PostgreSQL – Fetch Partitions Where Values Are Present

partitioningpostgresql

I have table partitioned by range of dates (monthly).

Having a list of dates, I want to select all the partitions, where values from the list of dates are present. That is to avoid scanning the partitions.

What would be the query to do that?

Say, I have:

partitions: calendars_y2021_m01, calendars_y2021_m02, calendars_y2021_m03
list of dates: 2021-01-01, 2021-02-01, 2021-02-02

I want to:

select partitions from calendars
where dates in (2021-01-01, 2021-02-01, 2021-02-02)

That should give me all the rows from partitions: calendars_y2021_m01, calendars_y2021_m02

The only solution I got myself is to identify the target partitions and fetch them one-by-one with python loop, but that is slow.

I am using RANGE partitioning.
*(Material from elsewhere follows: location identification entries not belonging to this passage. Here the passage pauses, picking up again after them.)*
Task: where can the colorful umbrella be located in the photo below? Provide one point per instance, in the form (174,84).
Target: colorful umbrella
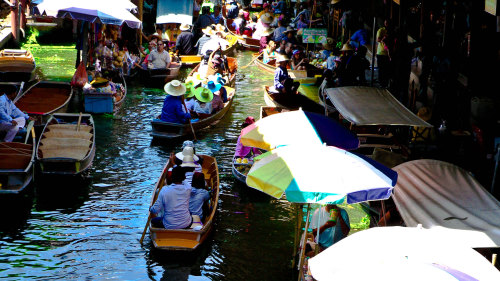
(400,253)
(297,127)
(320,174)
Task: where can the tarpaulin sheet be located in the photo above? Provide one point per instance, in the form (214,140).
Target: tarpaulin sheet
(174,11)
(372,106)
(443,196)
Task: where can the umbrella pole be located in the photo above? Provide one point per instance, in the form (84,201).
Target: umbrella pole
(303,249)
(297,233)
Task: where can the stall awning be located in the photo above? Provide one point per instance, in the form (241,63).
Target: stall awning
(445,197)
(372,106)
(174,11)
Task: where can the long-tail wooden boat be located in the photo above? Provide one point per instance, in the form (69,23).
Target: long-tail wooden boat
(167,130)
(45,98)
(67,144)
(157,78)
(188,239)
(97,103)
(16,65)
(16,164)
(291,102)
(303,76)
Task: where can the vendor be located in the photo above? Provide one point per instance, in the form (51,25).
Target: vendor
(173,105)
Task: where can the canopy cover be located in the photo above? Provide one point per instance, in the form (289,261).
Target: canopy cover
(372,106)
(441,195)
(174,11)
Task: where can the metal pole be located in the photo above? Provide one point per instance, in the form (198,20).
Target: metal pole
(374,34)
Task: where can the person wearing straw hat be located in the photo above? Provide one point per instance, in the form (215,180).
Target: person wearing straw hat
(173,203)
(282,81)
(185,41)
(204,97)
(173,111)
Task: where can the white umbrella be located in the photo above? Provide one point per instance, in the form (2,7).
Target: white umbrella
(400,253)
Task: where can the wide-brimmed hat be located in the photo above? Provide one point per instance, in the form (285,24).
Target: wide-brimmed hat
(203,94)
(281,58)
(187,156)
(175,88)
(208,31)
(266,18)
(212,86)
(346,47)
(329,44)
(289,29)
(424,113)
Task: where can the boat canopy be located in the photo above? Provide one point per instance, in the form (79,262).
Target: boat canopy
(174,11)
(446,198)
(372,106)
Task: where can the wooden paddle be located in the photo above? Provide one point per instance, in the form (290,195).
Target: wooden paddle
(190,124)
(153,199)
(256,57)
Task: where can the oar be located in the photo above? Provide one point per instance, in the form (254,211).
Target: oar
(190,124)
(153,199)
(256,57)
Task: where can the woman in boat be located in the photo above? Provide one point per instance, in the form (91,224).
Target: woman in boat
(173,202)
(246,151)
(173,105)
(282,81)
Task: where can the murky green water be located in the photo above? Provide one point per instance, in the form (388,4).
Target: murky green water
(91,229)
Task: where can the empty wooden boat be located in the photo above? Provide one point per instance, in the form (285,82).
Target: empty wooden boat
(45,98)
(188,239)
(67,144)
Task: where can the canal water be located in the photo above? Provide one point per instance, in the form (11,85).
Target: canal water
(90,229)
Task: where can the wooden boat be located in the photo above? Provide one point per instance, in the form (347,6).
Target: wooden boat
(16,65)
(188,239)
(303,76)
(159,77)
(16,163)
(167,130)
(45,98)
(96,103)
(291,102)
(67,144)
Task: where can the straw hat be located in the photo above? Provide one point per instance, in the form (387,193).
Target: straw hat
(424,113)
(175,88)
(187,156)
(281,58)
(266,18)
(329,44)
(212,86)
(346,47)
(289,29)
(208,31)
(203,94)
(184,27)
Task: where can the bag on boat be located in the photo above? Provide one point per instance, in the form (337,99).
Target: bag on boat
(80,77)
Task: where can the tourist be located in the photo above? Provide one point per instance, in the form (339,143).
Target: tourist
(173,110)
(184,43)
(159,58)
(11,118)
(173,203)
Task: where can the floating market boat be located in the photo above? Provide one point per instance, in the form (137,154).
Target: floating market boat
(105,99)
(188,239)
(167,130)
(67,144)
(45,98)
(16,163)
(291,102)
(16,65)
(303,76)
(157,78)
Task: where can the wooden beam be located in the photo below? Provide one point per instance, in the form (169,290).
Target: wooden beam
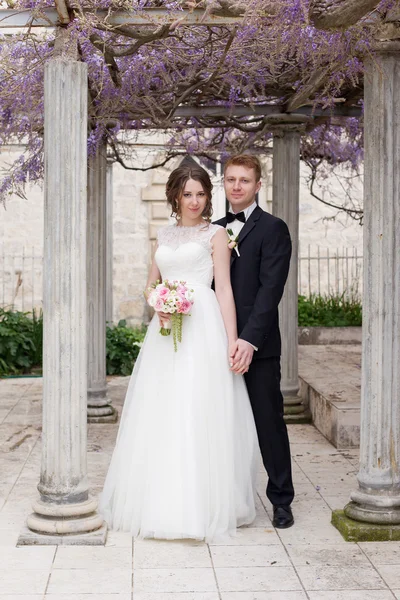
(49,17)
(330,14)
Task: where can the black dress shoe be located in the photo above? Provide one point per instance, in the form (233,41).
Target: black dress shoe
(283,517)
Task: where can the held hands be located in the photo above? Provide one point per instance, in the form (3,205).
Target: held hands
(240,356)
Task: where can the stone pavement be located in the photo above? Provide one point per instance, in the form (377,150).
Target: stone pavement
(309,561)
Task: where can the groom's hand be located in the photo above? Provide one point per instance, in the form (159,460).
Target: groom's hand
(243,357)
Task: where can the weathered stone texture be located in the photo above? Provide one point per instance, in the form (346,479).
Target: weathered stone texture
(135,222)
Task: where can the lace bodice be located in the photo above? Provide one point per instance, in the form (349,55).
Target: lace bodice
(185,253)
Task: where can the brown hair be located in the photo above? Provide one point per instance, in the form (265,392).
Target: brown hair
(250,161)
(176,184)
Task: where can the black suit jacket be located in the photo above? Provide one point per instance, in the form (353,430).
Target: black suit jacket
(258,278)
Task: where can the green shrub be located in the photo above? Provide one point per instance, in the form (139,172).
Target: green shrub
(20,342)
(329,311)
(123,346)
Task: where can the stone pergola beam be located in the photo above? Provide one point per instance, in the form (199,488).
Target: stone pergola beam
(50,17)
(330,14)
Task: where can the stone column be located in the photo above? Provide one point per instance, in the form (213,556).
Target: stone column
(99,407)
(377,499)
(285,205)
(64,514)
(109,242)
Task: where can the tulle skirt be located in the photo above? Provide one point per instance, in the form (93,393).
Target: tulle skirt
(186,455)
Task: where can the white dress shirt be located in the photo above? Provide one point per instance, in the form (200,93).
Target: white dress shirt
(237,226)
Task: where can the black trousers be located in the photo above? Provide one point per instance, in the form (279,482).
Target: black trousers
(263,384)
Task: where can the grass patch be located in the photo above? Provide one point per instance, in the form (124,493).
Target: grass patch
(330,311)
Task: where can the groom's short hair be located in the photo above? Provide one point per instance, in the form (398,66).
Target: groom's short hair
(250,161)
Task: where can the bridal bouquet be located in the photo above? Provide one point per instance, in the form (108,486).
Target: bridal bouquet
(174,298)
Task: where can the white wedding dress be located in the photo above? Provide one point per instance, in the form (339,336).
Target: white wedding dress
(185,460)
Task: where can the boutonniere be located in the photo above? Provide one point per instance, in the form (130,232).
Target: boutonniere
(233,241)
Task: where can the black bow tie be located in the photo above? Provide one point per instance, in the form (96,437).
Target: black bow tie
(230,217)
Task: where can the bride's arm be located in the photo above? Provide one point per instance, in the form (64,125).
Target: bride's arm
(154,275)
(223,288)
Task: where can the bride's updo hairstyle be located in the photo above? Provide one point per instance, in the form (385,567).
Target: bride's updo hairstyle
(176,184)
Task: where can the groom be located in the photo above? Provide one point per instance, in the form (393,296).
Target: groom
(259,268)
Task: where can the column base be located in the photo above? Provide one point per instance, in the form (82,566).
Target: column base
(368,513)
(357,531)
(294,410)
(31,538)
(103,414)
(99,409)
(51,521)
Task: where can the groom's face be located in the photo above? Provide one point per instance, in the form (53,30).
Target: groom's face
(241,186)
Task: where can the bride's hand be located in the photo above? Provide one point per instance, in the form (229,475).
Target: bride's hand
(232,348)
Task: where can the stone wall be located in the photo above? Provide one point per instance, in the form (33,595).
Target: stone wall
(138,211)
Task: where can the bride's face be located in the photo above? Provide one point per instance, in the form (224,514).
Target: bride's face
(192,201)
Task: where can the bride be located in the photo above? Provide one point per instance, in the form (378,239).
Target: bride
(185,460)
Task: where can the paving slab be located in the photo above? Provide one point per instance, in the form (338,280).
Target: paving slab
(309,561)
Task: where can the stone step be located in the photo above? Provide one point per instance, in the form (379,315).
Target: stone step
(330,383)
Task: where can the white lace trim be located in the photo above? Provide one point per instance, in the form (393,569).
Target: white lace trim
(176,235)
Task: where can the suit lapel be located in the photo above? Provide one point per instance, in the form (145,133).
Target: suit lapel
(247,227)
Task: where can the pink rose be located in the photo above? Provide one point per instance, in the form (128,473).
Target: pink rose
(181,289)
(163,292)
(184,306)
(159,305)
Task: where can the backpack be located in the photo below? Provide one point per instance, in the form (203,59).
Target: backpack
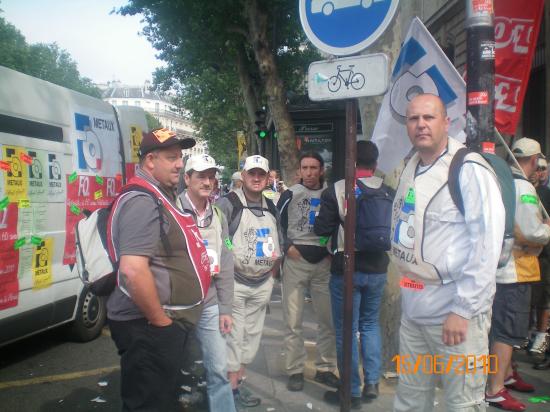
(507,191)
(238,207)
(373,218)
(96,267)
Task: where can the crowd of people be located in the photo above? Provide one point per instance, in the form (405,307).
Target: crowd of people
(462,297)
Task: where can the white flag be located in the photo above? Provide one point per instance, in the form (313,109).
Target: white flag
(421,67)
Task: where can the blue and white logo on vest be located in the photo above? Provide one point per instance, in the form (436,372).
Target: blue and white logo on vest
(266,246)
(343,27)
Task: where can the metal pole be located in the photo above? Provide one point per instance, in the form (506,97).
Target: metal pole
(480,66)
(349,251)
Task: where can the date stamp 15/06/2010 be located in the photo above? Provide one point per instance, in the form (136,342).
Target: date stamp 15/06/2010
(430,364)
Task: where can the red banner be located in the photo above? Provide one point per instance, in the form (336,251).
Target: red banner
(517,25)
(85,193)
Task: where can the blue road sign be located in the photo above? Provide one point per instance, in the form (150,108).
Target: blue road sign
(343,27)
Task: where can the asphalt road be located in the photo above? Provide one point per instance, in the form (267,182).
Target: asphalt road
(47,373)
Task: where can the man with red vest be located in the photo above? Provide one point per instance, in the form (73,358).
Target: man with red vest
(162,279)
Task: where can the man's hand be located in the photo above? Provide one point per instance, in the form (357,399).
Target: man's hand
(293,253)
(226,324)
(454,329)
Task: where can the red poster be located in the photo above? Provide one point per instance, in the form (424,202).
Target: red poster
(85,193)
(9,284)
(517,25)
(8,227)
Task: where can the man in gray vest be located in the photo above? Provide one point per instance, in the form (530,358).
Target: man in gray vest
(158,298)
(255,231)
(447,261)
(216,320)
(306,266)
Selecting from calendars will scan the partitions for the specific dates. I just want to get all the data from the selected partitions into memory to avoid that.
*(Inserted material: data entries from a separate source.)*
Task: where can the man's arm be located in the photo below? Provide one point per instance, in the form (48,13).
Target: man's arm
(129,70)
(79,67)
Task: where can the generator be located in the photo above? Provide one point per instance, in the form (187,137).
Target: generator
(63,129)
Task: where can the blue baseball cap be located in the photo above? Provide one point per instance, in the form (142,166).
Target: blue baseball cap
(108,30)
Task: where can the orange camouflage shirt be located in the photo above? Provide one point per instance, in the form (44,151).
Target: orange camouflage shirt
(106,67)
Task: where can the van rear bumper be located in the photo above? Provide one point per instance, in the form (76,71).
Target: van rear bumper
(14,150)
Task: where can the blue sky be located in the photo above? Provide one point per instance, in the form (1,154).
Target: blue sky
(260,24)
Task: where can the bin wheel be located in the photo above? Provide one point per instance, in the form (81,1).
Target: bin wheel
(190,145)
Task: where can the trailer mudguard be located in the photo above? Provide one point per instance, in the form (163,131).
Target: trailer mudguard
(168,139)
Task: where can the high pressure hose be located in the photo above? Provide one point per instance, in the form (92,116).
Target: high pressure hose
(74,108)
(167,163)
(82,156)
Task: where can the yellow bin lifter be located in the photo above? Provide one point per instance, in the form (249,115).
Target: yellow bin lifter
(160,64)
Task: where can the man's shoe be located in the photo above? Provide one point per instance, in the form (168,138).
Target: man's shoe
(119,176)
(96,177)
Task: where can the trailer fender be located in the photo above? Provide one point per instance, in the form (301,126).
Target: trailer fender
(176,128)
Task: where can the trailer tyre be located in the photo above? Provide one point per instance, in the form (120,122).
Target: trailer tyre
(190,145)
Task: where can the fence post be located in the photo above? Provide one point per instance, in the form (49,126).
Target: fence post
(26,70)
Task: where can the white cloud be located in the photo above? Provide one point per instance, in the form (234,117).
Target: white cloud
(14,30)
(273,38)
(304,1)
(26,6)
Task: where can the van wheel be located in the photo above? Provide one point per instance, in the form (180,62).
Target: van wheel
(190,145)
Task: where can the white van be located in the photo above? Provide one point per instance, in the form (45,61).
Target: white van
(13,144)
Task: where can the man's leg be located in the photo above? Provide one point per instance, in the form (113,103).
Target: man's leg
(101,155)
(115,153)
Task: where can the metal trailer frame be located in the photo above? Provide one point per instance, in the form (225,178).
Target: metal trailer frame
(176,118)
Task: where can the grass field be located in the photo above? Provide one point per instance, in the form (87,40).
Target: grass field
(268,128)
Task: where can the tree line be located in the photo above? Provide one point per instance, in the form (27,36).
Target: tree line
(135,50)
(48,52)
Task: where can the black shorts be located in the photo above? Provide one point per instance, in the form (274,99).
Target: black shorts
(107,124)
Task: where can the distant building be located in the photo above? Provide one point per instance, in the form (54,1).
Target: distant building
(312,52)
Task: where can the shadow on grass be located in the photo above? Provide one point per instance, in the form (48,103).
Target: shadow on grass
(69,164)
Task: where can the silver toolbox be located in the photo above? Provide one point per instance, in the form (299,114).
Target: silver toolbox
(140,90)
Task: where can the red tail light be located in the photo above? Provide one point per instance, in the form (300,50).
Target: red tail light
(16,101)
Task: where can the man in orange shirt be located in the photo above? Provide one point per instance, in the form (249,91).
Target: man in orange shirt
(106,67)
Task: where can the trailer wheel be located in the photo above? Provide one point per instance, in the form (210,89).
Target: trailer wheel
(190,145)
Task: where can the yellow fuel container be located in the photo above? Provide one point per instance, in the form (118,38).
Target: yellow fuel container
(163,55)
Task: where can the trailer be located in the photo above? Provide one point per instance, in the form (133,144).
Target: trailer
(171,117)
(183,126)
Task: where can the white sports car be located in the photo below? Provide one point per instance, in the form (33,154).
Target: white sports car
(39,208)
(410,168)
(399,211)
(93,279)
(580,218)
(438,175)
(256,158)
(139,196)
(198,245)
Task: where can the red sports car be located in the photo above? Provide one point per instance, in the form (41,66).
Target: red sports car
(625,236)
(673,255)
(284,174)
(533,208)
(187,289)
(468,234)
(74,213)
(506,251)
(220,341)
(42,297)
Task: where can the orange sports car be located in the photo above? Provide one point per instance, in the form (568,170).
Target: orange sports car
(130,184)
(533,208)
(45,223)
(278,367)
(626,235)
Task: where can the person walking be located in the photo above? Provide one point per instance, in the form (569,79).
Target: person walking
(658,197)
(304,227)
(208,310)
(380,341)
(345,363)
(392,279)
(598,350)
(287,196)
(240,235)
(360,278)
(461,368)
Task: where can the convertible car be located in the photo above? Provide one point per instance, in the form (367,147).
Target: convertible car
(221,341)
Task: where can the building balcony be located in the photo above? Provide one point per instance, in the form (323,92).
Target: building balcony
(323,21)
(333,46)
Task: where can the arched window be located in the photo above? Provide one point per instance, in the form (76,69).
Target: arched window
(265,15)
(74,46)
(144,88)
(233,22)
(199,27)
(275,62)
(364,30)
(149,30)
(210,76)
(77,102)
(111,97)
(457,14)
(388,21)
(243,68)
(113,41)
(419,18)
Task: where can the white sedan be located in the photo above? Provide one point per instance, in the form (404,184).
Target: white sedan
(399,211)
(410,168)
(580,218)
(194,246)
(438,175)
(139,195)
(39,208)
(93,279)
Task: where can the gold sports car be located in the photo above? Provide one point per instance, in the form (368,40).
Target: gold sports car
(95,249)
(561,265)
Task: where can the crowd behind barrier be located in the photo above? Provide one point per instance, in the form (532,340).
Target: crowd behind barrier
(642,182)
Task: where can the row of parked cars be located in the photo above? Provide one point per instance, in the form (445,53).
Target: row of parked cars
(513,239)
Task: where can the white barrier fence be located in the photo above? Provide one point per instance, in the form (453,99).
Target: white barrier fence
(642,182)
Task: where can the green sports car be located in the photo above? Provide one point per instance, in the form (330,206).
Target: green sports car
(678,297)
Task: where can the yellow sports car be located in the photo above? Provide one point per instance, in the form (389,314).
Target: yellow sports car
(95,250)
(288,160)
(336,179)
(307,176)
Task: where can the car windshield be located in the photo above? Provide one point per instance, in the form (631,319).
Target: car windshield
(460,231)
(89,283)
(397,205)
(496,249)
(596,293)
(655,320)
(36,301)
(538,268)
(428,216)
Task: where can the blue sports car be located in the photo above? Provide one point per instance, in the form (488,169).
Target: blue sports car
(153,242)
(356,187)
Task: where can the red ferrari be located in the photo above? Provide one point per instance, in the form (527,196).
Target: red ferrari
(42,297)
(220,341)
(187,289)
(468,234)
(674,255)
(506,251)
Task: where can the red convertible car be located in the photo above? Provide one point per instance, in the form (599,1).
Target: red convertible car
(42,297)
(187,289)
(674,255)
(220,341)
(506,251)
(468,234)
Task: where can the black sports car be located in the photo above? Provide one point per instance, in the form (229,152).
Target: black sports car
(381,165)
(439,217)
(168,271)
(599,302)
If I select * from calendars where dates in (list of dates) PostgreSQL will first (1) define target partitions, then (2) SeqScan the partitions for the values in list of dates. I want to skip the second operation and get the entire partitions.
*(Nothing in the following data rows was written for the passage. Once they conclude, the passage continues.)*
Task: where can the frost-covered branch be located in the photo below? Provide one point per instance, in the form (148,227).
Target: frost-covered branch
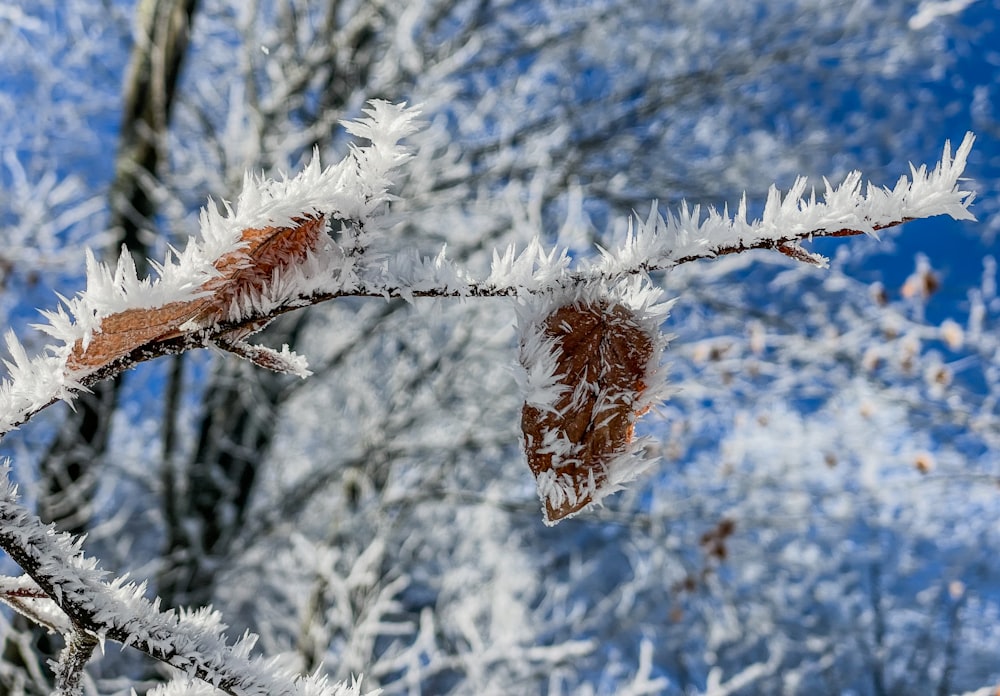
(268,255)
(100,610)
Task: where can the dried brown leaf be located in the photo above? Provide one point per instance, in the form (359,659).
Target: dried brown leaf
(242,271)
(603,355)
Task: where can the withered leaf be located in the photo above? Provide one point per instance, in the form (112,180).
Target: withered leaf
(602,358)
(245,270)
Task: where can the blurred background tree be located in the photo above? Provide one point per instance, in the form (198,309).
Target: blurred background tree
(825,514)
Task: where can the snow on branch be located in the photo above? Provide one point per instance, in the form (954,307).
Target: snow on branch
(254,259)
(659,243)
(100,609)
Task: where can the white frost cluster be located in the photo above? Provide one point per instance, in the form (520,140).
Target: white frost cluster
(192,641)
(353,191)
(661,242)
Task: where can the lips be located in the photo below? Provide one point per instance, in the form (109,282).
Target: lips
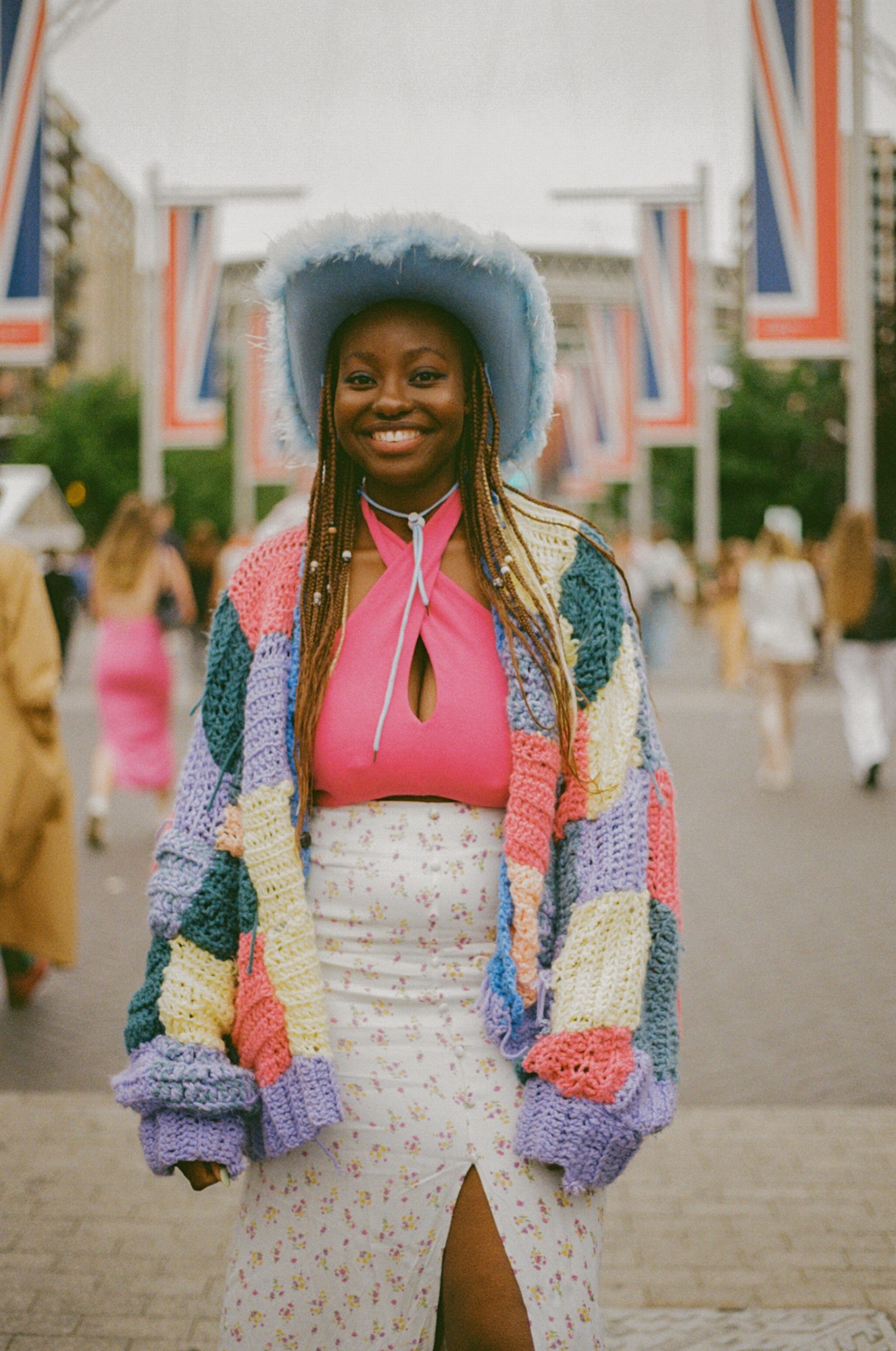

Once I have the partitions, I will process them in memory with python pandas. That is way faster, then seq scan. Also, I am just biased towards pythonic tools.

Best Answer

SELECT DISTINCT
       format(
          'calendars_y%s_m%s',
          lpad(CAST(extract (year FROM q) AS text), 4, '0'),
          lpad(CAST(extract (month FROM q) AS text), 2, '0'))
FROM (VALUES (DATE '2021-01-01'),
             (DATE '2021-02-01'),
             (DATE '2021-02-02')) AS q(q);

       format        
---------------------
 calendars_y2021_m01
 calendars_y2021_m02
(2 rows)

But I seriously doubt that it is a good idea to do that on foot. You will be better off letting the PostgreSQL optimizer figure out which partitions to scan.